Our book of potential board directors | Women's Agenda

Our book of potential board directors

Women are amazing. At our inaugural NAB Women’s Agenda Leadership Awards in Sydney yesterday there was an overwhelming sense of collegiality and support. We were celebrating emerging female leaders and those who have mentored and encouraged them to succeed. We were offering new female names for boards to consider.

Unlike many other awards events, such as those involving celebrities, the finalists in the room were thrilled for the winner of their category. There was an overwhelming feeling that there was a bigger picture in play here. With every win, women everywhere were the winner. Our gender owned every name that was read out. We couldn’t have been more proud of each and every finalist and winner.

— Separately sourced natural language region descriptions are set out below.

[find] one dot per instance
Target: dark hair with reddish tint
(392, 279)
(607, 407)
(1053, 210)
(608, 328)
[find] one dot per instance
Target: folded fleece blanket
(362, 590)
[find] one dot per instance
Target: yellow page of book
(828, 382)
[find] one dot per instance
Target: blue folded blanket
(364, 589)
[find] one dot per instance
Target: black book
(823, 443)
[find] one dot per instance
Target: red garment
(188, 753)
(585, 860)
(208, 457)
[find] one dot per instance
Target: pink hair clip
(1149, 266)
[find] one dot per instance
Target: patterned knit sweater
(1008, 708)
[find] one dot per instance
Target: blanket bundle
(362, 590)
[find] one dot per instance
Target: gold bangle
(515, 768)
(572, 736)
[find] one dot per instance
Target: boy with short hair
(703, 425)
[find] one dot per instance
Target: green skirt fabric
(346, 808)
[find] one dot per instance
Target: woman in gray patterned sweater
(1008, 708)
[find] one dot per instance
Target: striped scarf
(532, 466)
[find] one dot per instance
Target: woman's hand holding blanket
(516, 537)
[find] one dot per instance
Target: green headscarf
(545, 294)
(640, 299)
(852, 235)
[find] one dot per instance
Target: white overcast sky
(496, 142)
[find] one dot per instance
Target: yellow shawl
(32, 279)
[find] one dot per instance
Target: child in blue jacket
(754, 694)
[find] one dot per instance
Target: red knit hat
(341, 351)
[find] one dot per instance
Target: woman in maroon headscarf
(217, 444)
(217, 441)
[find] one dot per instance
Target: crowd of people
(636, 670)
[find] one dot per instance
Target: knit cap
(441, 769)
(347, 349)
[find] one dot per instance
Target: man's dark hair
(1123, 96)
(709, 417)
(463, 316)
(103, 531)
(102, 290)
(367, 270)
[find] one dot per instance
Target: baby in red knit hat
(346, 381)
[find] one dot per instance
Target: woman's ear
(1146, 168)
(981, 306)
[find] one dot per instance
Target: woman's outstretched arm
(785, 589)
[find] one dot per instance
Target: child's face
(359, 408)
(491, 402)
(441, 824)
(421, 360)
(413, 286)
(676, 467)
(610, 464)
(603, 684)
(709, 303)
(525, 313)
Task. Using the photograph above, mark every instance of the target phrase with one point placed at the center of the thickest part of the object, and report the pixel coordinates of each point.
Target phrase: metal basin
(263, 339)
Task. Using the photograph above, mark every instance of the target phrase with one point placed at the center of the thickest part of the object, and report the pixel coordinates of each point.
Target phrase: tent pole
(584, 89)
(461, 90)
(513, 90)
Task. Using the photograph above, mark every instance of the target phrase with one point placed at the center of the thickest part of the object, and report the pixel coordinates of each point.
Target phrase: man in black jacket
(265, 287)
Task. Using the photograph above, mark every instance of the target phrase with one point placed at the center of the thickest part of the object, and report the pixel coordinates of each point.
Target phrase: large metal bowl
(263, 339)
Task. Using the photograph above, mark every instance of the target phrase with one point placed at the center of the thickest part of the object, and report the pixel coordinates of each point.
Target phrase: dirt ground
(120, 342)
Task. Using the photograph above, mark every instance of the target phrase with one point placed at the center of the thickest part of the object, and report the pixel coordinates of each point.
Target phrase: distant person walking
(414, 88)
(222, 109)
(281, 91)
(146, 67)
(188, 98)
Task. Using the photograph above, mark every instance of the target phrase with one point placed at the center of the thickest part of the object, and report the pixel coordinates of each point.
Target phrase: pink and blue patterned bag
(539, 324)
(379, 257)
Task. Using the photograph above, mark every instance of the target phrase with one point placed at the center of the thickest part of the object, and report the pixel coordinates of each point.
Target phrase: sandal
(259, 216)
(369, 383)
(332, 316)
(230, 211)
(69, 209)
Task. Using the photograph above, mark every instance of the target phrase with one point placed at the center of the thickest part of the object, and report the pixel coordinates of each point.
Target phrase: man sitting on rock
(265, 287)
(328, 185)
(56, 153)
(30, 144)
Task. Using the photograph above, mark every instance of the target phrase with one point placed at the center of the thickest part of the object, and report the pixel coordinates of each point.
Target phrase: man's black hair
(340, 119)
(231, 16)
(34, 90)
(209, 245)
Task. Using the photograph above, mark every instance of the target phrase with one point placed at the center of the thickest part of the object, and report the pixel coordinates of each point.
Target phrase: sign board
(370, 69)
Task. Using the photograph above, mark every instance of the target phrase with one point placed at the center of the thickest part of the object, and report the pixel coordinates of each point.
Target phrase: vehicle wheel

Guest speaker Nicola Roxon captivated the crowd as she talked frankly about her decision to “exercise her choice” to spend more time with her daughter after five years as a Cabinet member and 15 years as an MP. There wouldn’t have been a person (man or woman) in the room who didn’t respect her decision and applaud her for making it.

Company director and pioneer for women everywhere Wendy McCarthy, AO, received a standing ovation when she was inducted into our Hall of Fame. Another teary moment for the room. Wendy told me she was overwhelmed when everyone stood up. With everything she has done to increase the opportunity for female success in this country it was the least we could do.

So many people commented that it was the most ‘uplifting’ event that they had been to, including the incredible Prof Megan Davis, expert member, United Nations Permanent Forum on Indigenous Peoples and director of The Indigenous Law Centre. She won the Inspirational Ambassador award for mentoring a young woman to succeed. The room was in awe of her. There were tears in some corners and at some tables. And yet she was so impressed by the other finalists in the category that she didn’t prepare a speech. Those impressive women were: Megan Dalla-Camina, director of Strategy, IBM (who won the Emerging Leader in the Private Sector category); Samantha Gash, National Crusader at League of Extraordinary Women and lawyer at Baker & McKenzie; Julie Shuttleworth, general manager, Granny Smith Mine, Barrick Gold Corporation; and Naomi Simson, founding director, RedBalloon. Extraordinary women indeed.

I watched closely the reactions of those who shared my table: The Hon Nicola Roxon MP, author Tara Moss, executive director of Council of Small Business Peter Strong, CEO of the Diversity Council Nareen Young, Private Media chair Eric Beecher and president of UN Women Australia Donelle Wheeler. The words ‘incredible’ and ‘amazing’ were used a lot. Megan’s story was compelling.

And she wasn’t alone. The roll call of finalists and winners could fill a board recruiters book. So we took the liberty of compiling a book that everyone at the event could take away with them as a reminder of the female leadership excellence that we have unearthed so far. That book should be shown to every board recruiter in the country and the chair of every ASX 200 company. It tells a powerful story of female achievement – too powerful for boards to ignore. We have created an ebook out of it so you can download it and send it to every CEO and chair that you know.

We can be enormously proud of female achievement on International Women’s Day.